9. according to the method for claim 7, wherein peroxidase is a horseradish peroxidase, soybean peroxidase or available from Coprinus, for example Coprinus cinereus or long root ghost umbrella, bacillus, for example bacillus pumilus, myxobacter, for example peroxidase of myxococcus virescens.

10. according to the method for claim 8 or 9, wherein hydrogen peroxide source is hydrogen peroxide or a kind of hydrogen peroxide precursor, for example perborate or percarbonate or a hydrogen peroxide produce enzyme system, for example oxidizing ferment and its substrate or a kind of peroxycarboxylic acid or its salt.

11. according to the process of claim 1 wherein that water-bearing media contains H ₂O ₂Perhaps a kind of and 0.001-25mM H ₂O ₂The H that concentration is suitable ₂O ₂Precursor.

12. according to the process of claim 1 wherein that the phenol oxidase system is a kind of laccase or a kind of enzyme relevant with laccase and oxygen.

13. according to the method for claim 12, wherein laccase is available from Trametes, for example Trametesvillosa, Coprinus, for example Coprinus cinereus or myceliophthora, for example Myceliophthorathermophila.

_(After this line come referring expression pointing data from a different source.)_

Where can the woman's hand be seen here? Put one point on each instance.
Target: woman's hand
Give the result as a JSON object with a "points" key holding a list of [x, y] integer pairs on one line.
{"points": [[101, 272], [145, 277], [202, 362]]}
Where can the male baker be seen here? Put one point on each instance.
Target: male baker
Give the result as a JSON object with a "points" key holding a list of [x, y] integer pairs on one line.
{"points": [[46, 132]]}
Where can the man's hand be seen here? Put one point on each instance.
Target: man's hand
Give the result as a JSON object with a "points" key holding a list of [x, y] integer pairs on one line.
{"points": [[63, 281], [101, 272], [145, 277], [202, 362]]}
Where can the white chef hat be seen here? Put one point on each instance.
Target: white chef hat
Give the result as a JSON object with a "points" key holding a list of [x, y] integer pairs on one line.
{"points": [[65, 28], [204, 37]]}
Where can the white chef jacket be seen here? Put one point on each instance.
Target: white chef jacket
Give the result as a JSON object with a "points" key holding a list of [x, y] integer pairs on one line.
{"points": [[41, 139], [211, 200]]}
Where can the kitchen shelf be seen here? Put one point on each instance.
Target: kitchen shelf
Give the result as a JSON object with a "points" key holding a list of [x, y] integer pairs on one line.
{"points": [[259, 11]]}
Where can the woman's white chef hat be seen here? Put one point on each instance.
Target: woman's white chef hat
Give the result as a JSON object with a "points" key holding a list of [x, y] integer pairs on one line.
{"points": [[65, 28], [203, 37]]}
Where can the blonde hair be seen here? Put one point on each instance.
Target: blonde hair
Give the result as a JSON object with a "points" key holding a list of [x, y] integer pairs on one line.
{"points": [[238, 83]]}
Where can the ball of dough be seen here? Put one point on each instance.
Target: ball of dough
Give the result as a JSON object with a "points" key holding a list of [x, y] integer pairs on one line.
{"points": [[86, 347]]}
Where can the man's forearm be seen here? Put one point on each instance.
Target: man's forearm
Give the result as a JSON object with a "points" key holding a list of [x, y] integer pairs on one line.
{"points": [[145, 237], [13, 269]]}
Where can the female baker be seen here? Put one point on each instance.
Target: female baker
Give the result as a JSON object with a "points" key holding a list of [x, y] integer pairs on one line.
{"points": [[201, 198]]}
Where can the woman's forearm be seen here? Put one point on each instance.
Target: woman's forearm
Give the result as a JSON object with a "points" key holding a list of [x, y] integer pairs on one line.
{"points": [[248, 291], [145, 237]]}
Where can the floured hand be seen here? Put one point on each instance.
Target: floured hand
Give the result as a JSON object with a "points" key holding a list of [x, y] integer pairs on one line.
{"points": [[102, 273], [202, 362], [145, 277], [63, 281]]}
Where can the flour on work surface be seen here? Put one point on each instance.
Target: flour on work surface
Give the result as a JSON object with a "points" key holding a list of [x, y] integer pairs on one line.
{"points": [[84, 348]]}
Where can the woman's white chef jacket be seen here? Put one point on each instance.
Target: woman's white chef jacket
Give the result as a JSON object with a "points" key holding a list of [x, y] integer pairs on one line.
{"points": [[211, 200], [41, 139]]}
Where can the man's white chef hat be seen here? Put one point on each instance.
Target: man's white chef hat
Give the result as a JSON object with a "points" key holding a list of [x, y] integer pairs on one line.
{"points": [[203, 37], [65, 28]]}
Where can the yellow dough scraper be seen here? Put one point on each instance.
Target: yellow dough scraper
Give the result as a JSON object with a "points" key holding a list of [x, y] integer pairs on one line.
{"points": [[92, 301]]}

14. according to the process of claim 1 wherein that the concentration of phenol oxidase contains 0.5-50 μ g zymoprotein corresponding to every gram fabric.

15. according to the process of claim 1 wherein that reinforcing agent belongs to the group of being made up of acetosyringone, syringaldehyde, methyl syringate and syringic acid.

16. according to the process of claim 1 wherein that reinforcing agent belongs to by 10-methyl-phenothiazine, phenothiazine-10-propionic acid, phenoxazine-10-propionic acid, phenoxazine-10-ethoxy, phenthazine-10-ethyl-4-carboxyl, 10-(3-dimethylamino-propyl) promazine hydrochloride and group that phenthazine-the 10-ethyl alcohol is formed.

17. according to the process of claim 1 wherein in water-bearing media, the concentration of reinforcing agent is every gram fabric 0.05-100 μ mole.

18. fabric that obtains according to the method for claim 1.